Aunque Lorca y Whitmann nunca pudieron coincidir en EEUU -pertenecían a épocas diferentes- sí coexisten en este montaje. La música del pianista Gerard Alonso y Albert Abad, saxo y clarinete, contribuye a trenzar una historia que hace posible esa conexión entre ambos. “La ‘Oda a Walt Whitman’ que el español le dedicó en su libro ‘Poeta en Nueva York’ nos sirve para enlazarles y para hablar de su homosexualidad”, señala Vázquez. Pero el juego que plantean va más allá. “Se sabe que la homosexualidad de Whitman inflluyó en Lorca pero ¿y si Lorca hubiera podido influir en Whitman?

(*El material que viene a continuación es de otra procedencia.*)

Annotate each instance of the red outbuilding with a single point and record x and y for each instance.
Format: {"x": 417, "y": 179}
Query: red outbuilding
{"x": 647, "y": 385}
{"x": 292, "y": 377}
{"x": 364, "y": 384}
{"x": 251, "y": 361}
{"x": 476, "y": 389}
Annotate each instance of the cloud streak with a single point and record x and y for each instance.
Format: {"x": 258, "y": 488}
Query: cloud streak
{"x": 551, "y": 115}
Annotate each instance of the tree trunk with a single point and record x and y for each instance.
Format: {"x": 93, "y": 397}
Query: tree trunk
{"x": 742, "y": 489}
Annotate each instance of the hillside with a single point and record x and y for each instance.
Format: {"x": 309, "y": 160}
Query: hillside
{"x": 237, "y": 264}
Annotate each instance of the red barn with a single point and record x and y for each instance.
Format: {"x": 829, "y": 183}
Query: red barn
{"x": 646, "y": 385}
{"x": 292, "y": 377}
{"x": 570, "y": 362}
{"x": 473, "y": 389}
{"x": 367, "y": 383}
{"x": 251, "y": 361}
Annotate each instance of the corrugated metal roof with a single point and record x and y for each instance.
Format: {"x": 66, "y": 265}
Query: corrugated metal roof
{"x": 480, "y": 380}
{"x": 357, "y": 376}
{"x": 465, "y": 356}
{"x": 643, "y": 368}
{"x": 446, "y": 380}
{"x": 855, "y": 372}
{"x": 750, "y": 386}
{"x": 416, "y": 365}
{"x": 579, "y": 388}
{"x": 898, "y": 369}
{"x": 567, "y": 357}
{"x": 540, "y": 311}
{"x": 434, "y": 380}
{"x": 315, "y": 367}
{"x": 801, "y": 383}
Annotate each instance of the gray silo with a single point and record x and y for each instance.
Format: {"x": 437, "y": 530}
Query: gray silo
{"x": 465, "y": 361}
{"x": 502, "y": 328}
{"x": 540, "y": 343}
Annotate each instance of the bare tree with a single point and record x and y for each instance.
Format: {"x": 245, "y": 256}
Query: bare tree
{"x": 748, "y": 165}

Es una de las hipótesis que planteamos”.  

En la citada 'Oda a Whitman', Lorca escribió: "¡Maricas de todo el mundo, asesinos de palomas! / Esclavos de la mujer, perras de sus tocadores, / abiertos en las plazas con fiebre de abanico / o emboscadas en yertos paisajes de cicuta. / ¡No haya cuartel! La muerte / mana de vuestros ojos / y agrupa flores grises en la orilla del cieno. / ¡No haya cuartel! ¡Alerta! / Que los confundidos, los puros, los clásicos, los señalados, los suplicantes / os cierren las puertas de la bacanal".

Dos mundos

La escenografía de Victor Álvaro, que permite a Vázquez conjugar y alternar ambos personajes, muestra el universo de Whitman “más pastoral y popular” y el de Lorca, identificado aquí con una estética más urbana y moderna.

También la música contribuye a dibujar ambos universos en este espectáculo. Las canciones del poeta norteamericano se inspiran en la música popular del siglo XIX y también en canciones de batalla pues Whitman sirvió como voluntario en hospitales del ejército del Norte durante la guerra de secesión. En contraste, la música que retrata a Lorca es contemporánea, de vanguardia y también tira del jazz para reflejar “ese momento apocalípitico que vivía". Sin olvidar el flamenco, claro. "Lorca comparó la situación de los negros en Harlem con la de los gitanos en Granada", recuerda Vázquez. "Intentamos trasladar a la música ese lenguaje simbólico, alegórico y desgarrador que utilizó en su libro 'Poeta en Nueva York”.